The stockholders filed an action against the corporation for a violation of § 10(b) of the Act and Rule 10b5. The action was filed more than three years after the stockholders purchased their shares. The action was dismissed because it was not filed within the uniform three-year statute of limitations that was established by the United States Supreme Court while the action was pending. Congress subsequently enacted § 27A(b) of the Securities Exchange Act of 1934 (Act), which provided that the limitation period for §10(b) actions that were commenced prior to the United States Supreme Court's decision would be determined by state law, and that such actions could be reinstated on motion by the plaintiff within 60 days. The stockholders filed a motion to reinstate their action against the corporation under § 27A(b). The corporation claimed that § 27A(b) was unconstitutional because it offended the separation of governmental powers by impermissibly encroaching upon the power of the judiciary.
Could the stockholders reinstate their motion on the basis of § 27A(b) of the Securities Exchange Act of 1934?

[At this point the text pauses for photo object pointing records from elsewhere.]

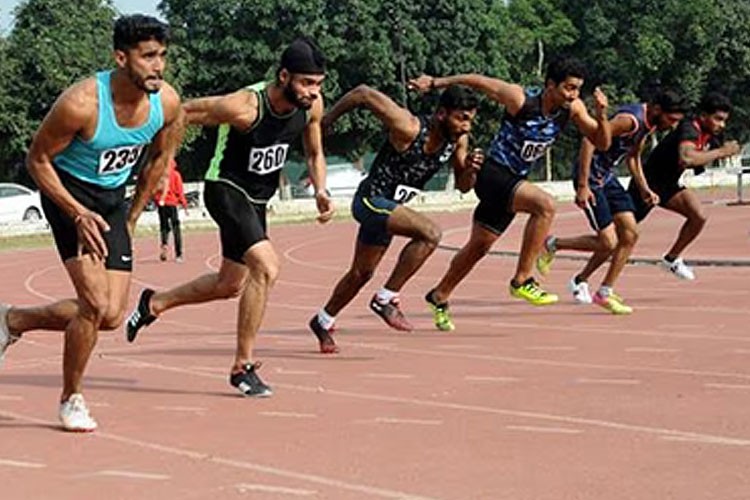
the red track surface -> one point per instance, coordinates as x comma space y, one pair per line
522, 403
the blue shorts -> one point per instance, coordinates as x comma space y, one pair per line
372, 214
611, 198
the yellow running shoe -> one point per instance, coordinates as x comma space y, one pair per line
545, 259
532, 293
440, 314
612, 303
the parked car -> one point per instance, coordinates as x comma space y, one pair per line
19, 203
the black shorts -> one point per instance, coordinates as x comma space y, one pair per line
611, 198
666, 192
109, 203
495, 187
241, 222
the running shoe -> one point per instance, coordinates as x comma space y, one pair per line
678, 268
612, 303
531, 292
580, 291
141, 315
325, 341
440, 314
249, 383
545, 259
391, 313
74, 415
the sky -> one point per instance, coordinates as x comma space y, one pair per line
125, 6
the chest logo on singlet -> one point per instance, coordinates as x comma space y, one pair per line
115, 160
404, 194
531, 151
269, 159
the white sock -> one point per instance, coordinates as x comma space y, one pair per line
384, 295
325, 319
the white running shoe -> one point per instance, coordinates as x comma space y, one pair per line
580, 291
678, 268
74, 415
6, 338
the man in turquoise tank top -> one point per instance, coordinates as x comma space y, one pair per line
80, 158
257, 124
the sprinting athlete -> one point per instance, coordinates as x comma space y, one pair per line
416, 148
606, 204
533, 120
257, 126
81, 157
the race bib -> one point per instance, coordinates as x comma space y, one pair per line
269, 159
531, 151
404, 194
115, 160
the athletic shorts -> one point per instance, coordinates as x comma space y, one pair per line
109, 203
495, 187
241, 222
610, 198
665, 191
372, 214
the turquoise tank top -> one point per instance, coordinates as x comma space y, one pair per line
108, 158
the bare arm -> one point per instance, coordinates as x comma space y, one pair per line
402, 126
316, 161
509, 95
73, 111
162, 149
597, 129
238, 109
466, 164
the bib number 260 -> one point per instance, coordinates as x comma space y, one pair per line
266, 160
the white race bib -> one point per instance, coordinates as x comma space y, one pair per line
404, 194
115, 160
269, 159
531, 151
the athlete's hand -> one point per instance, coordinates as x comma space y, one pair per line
325, 206
90, 226
584, 197
731, 148
600, 102
422, 84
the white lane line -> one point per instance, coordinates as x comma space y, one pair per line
549, 430
286, 414
608, 381
21, 464
655, 350
279, 490
727, 386
409, 421
397, 376
482, 378
130, 475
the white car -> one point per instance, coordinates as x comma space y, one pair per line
19, 203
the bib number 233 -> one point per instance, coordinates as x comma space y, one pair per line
269, 159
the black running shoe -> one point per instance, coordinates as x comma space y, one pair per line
327, 344
141, 315
249, 383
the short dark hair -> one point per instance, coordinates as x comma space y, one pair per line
458, 97
131, 30
713, 102
670, 101
563, 67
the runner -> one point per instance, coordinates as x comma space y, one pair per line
80, 158
416, 148
533, 120
257, 125
606, 204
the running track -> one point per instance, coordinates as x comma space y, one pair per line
521, 403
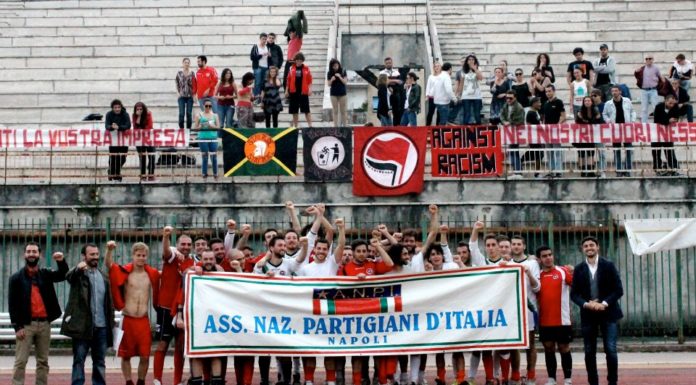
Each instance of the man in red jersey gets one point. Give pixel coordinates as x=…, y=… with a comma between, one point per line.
x=554, y=314
x=175, y=261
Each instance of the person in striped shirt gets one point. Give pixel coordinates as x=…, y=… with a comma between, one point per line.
x=554, y=314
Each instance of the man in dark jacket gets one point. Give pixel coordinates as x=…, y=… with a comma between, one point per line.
x=89, y=316
x=117, y=120
x=276, y=58
x=596, y=290
x=33, y=306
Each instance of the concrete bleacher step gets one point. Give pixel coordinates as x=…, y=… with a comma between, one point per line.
x=64, y=59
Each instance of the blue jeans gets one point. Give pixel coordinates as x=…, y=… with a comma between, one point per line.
x=185, y=109
x=442, y=114
x=259, y=79
x=80, y=350
x=648, y=101
x=609, y=331
x=621, y=166
x=471, y=111
x=385, y=121
x=409, y=118
x=201, y=103
x=226, y=114
x=208, y=147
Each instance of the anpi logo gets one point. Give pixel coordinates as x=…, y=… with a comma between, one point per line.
x=389, y=159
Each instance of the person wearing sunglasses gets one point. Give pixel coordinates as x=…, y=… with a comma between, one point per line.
x=648, y=78
x=207, y=122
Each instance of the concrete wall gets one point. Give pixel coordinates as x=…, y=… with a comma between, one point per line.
x=512, y=200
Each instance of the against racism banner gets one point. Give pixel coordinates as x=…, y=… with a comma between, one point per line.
x=327, y=154
x=466, y=151
x=253, y=151
x=91, y=137
x=598, y=133
x=654, y=235
x=388, y=161
x=244, y=314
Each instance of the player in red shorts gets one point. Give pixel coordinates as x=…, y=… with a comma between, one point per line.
x=130, y=289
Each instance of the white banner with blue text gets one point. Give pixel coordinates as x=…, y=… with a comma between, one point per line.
x=453, y=310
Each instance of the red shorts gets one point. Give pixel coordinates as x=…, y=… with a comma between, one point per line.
x=137, y=337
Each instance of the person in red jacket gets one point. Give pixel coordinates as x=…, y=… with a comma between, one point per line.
x=142, y=120
x=204, y=84
x=298, y=89
x=130, y=288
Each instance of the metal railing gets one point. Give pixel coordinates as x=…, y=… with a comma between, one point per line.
x=91, y=166
x=660, y=289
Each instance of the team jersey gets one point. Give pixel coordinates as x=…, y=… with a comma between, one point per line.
x=554, y=297
x=170, y=281
x=284, y=269
x=352, y=269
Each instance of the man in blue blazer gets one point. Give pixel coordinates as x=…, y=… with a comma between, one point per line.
x=597, y=290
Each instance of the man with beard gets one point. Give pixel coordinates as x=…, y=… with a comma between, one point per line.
x=175, y=261
x=89, y=315
x=216, y=364
x=33, y=305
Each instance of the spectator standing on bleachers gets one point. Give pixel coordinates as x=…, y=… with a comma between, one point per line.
x=184, y=88
x=440, y=89
x=142, y=120
x=384, y=108
x=513, y=114
x=579, y=89
x=437, y=69
x=584, y=65
x=396, y=84
x=276, y=53
x=522, y=88
x=225, y=94
x=245, y=108
x=89, y=315
x=411, y=101
x=469, y=90
x=683, y=98
x=298, y=90
x=605, y=67
x=666, y=113
x=337, y=79
x=295, y=31
x=544, y=65
x=499, y=88
x=538, y=84
x=553, y=112
x=647, y=79
x=620, y=110
x=259, y=63
x=204, y=83
x=117, y=120
x=208, y=122
x=33, y=305
x=272, y=102
x=682, y=70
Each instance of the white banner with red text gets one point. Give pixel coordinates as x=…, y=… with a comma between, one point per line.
x=454, y=310
x=91, y=137
x=598, y=133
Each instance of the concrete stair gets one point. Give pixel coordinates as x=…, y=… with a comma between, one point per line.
x=65, y=59
x=518, y=30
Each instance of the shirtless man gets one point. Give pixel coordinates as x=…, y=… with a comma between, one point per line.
x=130, y=288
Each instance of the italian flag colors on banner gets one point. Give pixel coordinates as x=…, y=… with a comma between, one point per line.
x=251, y=151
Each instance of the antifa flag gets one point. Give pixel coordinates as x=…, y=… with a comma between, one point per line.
x=252, y=151
x=327, y=154
x=388, y=161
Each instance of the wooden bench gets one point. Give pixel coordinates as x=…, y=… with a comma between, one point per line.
x=7, y=333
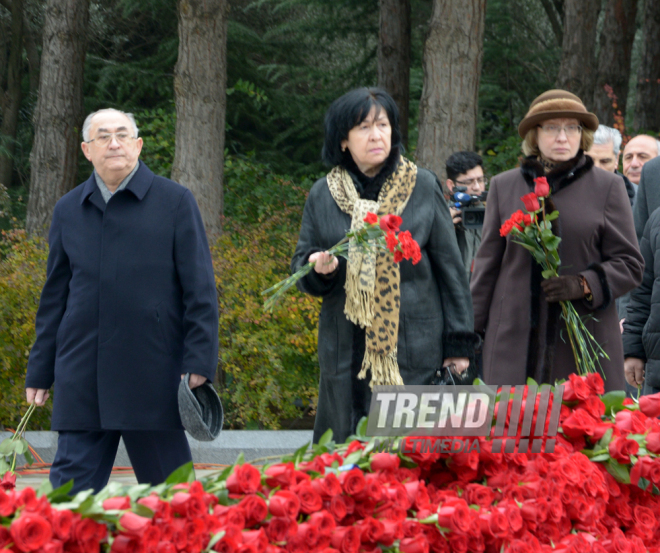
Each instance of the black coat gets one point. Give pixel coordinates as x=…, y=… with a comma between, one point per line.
x=128, y=306
x=435, y=319
x=641, y=329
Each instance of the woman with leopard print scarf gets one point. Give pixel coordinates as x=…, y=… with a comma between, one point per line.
x=381, y=322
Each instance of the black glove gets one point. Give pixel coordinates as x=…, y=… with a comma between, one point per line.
x=563, y=288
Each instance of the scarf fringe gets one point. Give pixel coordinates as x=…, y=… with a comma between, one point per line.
x=359, y=306
x=384, y=369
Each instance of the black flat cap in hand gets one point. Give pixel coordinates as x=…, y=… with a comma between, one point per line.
x=200, y=410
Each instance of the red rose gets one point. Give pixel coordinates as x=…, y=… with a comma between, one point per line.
x=7, y=506
x=30, y=531
x=118, y=503
x=280, y=475
x=244, y=479
x=126, y=544
x=310, y=500
x=622, y=448
x=418, y=544
x=62, y=522
x=542, y=188
x=346, y=539
x=133, y=524
x=8, y=482
x=284, y=504
x=650, y=405
x=279, y=528
x=371, y=529
x=327, y=486
x=390, y=223
x=391, y=241
x=579, y=423
x=86, y=530
x=384, y=461
x=531, y=202
x=255, y=509
x=652, y=442
x=324, y=522
x=53, y=546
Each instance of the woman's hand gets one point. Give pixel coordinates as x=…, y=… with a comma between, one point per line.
x=326, y=263
x=457, y=365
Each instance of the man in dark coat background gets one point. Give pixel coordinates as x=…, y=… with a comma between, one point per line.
x=129, y=306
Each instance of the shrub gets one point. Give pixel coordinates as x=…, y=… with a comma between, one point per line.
x=22, y=275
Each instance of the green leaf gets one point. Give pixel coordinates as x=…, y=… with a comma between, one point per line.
x=28, y=457
x=620, y=472
x=7, y=446
x=185, y=473
x=327, y=436
x=613, y=400
x=44, y=488
x=143, y=510
x=361, y=430
x=61, y=492
x=602, y=457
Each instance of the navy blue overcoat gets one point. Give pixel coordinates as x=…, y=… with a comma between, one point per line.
x=128, y=306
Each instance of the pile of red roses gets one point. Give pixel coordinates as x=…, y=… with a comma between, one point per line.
x=593, y=494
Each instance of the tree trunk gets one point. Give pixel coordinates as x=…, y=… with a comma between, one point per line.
x=11, y=102
x=452, y=67
x=394, y=56
x=577, y=70
x=647, y=109
x=59, y=112
x=616, y=42
x=200, y=82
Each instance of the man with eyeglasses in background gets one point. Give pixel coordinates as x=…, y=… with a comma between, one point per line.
x=128, y=307
x=465, y=170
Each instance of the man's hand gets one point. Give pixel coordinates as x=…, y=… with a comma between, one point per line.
x=195, y=380
x=457, y=365
x=455, y=215
x=36, y=395
x=326, y=263
x=563, y=288
x=633, y=368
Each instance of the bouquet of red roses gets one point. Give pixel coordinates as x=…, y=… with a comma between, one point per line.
x=376, y=233
x=532, y=229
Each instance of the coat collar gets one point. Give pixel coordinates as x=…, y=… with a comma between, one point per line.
x=138, y=185
x=561, y=176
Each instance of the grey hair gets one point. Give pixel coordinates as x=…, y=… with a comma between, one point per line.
x=88, y=121
x=604, y=134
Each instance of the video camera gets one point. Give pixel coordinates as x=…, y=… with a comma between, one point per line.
x=472, y=208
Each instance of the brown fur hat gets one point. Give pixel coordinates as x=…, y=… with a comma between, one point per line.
x=556, y=104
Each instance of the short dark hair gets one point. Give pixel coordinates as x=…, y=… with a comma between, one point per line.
x=350, y=110
x=461, y=162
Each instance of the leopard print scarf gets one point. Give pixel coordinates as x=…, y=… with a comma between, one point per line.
x=372, y=277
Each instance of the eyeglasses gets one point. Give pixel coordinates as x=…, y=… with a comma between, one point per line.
x=483, y=181
x=105, y=138
x=555, y=130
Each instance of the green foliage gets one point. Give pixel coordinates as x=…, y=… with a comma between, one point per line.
x=269, y=367
x=22, y=275
x=503, y=157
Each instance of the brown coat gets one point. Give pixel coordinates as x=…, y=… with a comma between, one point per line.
x=524, y=335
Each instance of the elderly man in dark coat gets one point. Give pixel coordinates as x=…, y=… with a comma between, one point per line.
x=129, y=306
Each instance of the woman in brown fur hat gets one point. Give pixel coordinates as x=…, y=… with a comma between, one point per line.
x=513, y=305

The court agreed with the corporation's claim, and denied the stockholders' motion to reinstate their claim against the corporation for a violation of the Securities Exchange Act of 1934. The court ruled that §27A(b) unconstitutionally interfered with the final judgment that had been entered in the case and the corporation's vested right in the judgment. According to the court, while legislation may act on subsequent proceedings and may abate pending actions, when those actions have passed into judgment, the power of the legislature to disturb rights created thereby would cease.